What displacement method should I apply to the free end for bending? I tried to apply a restraint on the free end with reference to an axis and a 1.5 radian (to make the free end rotate 90 degrees about the axis), but it didn't quite work. It keeps prompting to turn on large displacement flag. If I pressed 'yes', the static study will fail. If 'no', it gave some result but only with a slight bend and nowhere near 90 degrees.
 
Do what Corus says and use 1/4 symmetry to cut down the model size for starters...

I suspect that you will definitely need to perform this as a large-displacement (non-linear) analysis, so you will have to have the large displacement flag on.

I'm not all that conversant with COSMOS (we only have the linear-static bundle here and use ABAQUS for everything else :)), but could you create a rigid (non-deformable) roller to bend the extrusion round with a prescribed displacement (as Corus suggests) on the free end. Or use another rigid surface to 'push' the free end round the roller?

Martin
 
This is a nonlinear analysis (not to be confused with large displacement), you will need advanced professional for a legitimate analysis, as you are interested in behavior well beyond the yield point of the material.
 
Try a smaller displacement value to see if you get an answer with large displacement switched on. The radius of the bend might be a good estimate of the translation needed. I don't see why the job failed though as you're applying a prescribed displacement rather than a force which might cause instability problems.

corus
 
I agree with Mech151, it is essential to consider this as a non-linear analysis.

The material's yield and plastic deformation stress/strain behaviour are key to analyzing this problem.

Also, the final inner distortion of the tube will depend on how you model the bending dies and what assumptions are made for clamping and friction.
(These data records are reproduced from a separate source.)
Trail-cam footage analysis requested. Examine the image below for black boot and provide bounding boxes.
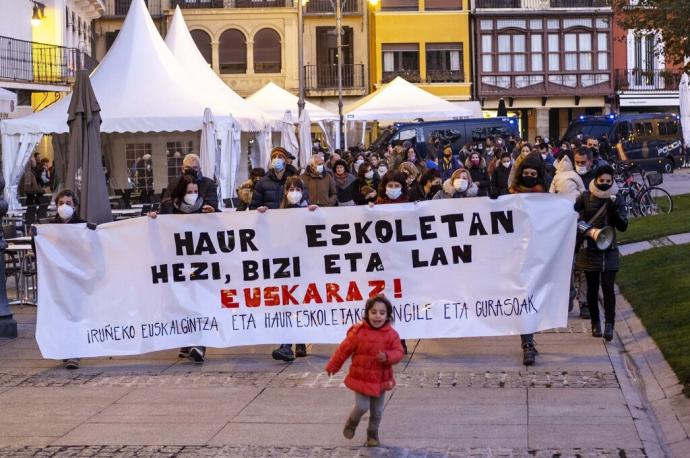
[522,342,537,366]
[592,321,601,337]
[580,302,590,320]
[367,428,381,447]
[604,323,613,342]
[295,344,307,358]
[343,417,359,439]
[271,344,295,362]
Also, springback may be significant as well.

ERT
 
Thanks ERT,
I would add the following:
1. For such a large displacement, your model is probably experiencing element locking (deformed elements exceed geometry limits).
2. Even better than an analysis for this problem would be to talk to a fabricator (tube bender). They will be able accurately predict the distortion that you will see. Depending on the radius of the bend, they may take counter measures like filling the tube with sand. We use a couple of good tube benders, let me know if you would like contact information.